Der 2014 begonnene latente lokale Krieg zwischen Russland und der Ukraine, der sich zum größten regionalen Krieg in Europa seit 1945 entwickelt hat, ist beispiellos, und zwar nicht nur hinsichtlich der Dimensionen und der Intensität. Er ist auch in seiner politischen Dimension bemerkenswert: Beide Seiten tendieren dazu, ihre Positionen zu maximieren, während keine der beiden Seiten in der Lage war, kurzfristig überlegene Kräfte ins Feld zu führen, um diese Ziele schnell zu erreichen.

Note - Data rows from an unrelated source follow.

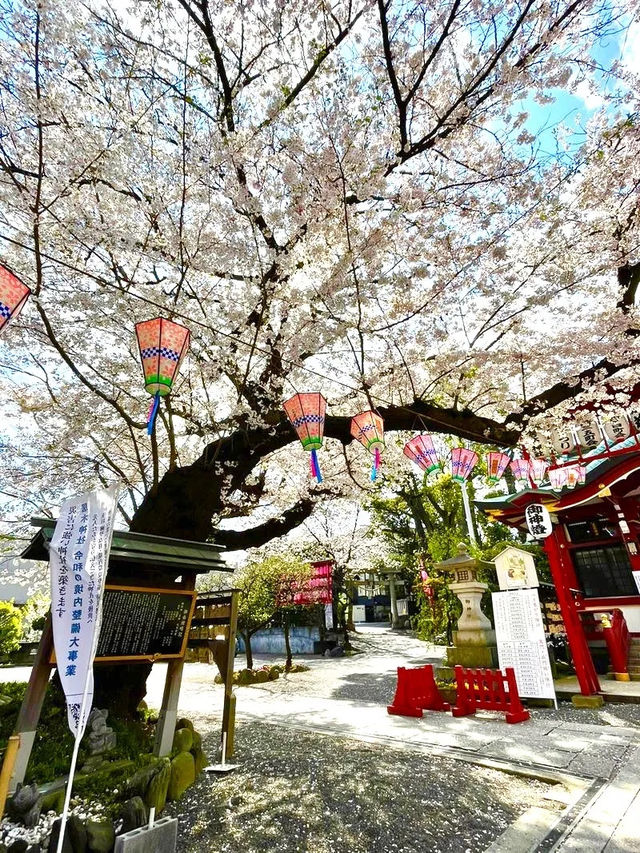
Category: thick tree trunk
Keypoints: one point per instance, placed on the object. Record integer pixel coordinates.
(287, 644)
(247, 649)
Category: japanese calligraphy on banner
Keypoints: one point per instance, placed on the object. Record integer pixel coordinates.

Für die Ukraine ist es immer noch ein Krieg, bei dem es um ihre Existenz geht, auch wenn es den eigenen Streitkräften gelang, über die Hälfte der nach dem 24. Februar 2022 verlorenen Gebiete wieder zu befreien; zudem wurden anschließend und bis heute praktisch sämtliche russischen Versuche unterbunden, zu Lande vorzurücken. Der Erhalt und die Entwicklung der Ukraine werden nicht nur davon abhängen, ob die Verbände der russischen Teilstreitkräfte besiegt werden können, die sich derzeit auf ukrainischem Territorium befinden. Es wird letztendlich auch auf eine interne Transformation Russlands im Sinne einer postimperialen Entwicklung ankommen.

Die politische Führung Russlands, die nicht in der Lage ist, ihre maximalistischen Ziele eines Regimewechsels in Kyjiw und einer Besatzung durch schnelle Vernichtungsstrategien zu erreichen, stellt den Krieg gegen die Ukraine als einen Kampf zur Rettung und Bewahrung Russlands dar, um breitere Bevölkerungsschichten zu mobilisieren. Die Ukraine wird als zentrales politisches Instrument des Westens dargestellt, mit der Russland eine »strategische Niederlage« beigefügt werden solle. Russische Politiker:innen erklären offen, dass eine lebensfähige und unabhängige Ukraine nicht mit den Sicherheitsinteressen Russlands vereinbar sei. Angesichts eines solchen Framings dürfte Russland seine Würgegriffstrategie gegenüber der Ukraine weiterverfolgen, da es seine Ziele nicht in einem großen Streich erreichen kann. Zu dieser Strategie gehört, Menschen, Technologien und Geld aus der Ukraine zu verschrecken. Durch den Krieg und die Luftschläge soll das Land in einen dysfunktionalen Staat verwandelt werden, um den Boden für einen weiteren Versuch eines Landraubs zu bereiten.

Keine der beiden Seiten verfügt über die notwendigen Ressourcen, um schnell die politischen Ziele zu erreichen. Beide Seiten haben aber gezeigt, dass sie neue Ressourcen erschließen konnten (durch externe wie interne Mobilisierung), um die Intensität der Kämpfe über zwei Jahre aufrechtzuerhalten. Gleichwohl bleibt offen, wie lang eine solche Dysbalance zwischen politischen Zielen und verfügbaren Mitteln andauern kann. Letztendlich werden diese beiden Ziele in ein Gleichgewicht kommen.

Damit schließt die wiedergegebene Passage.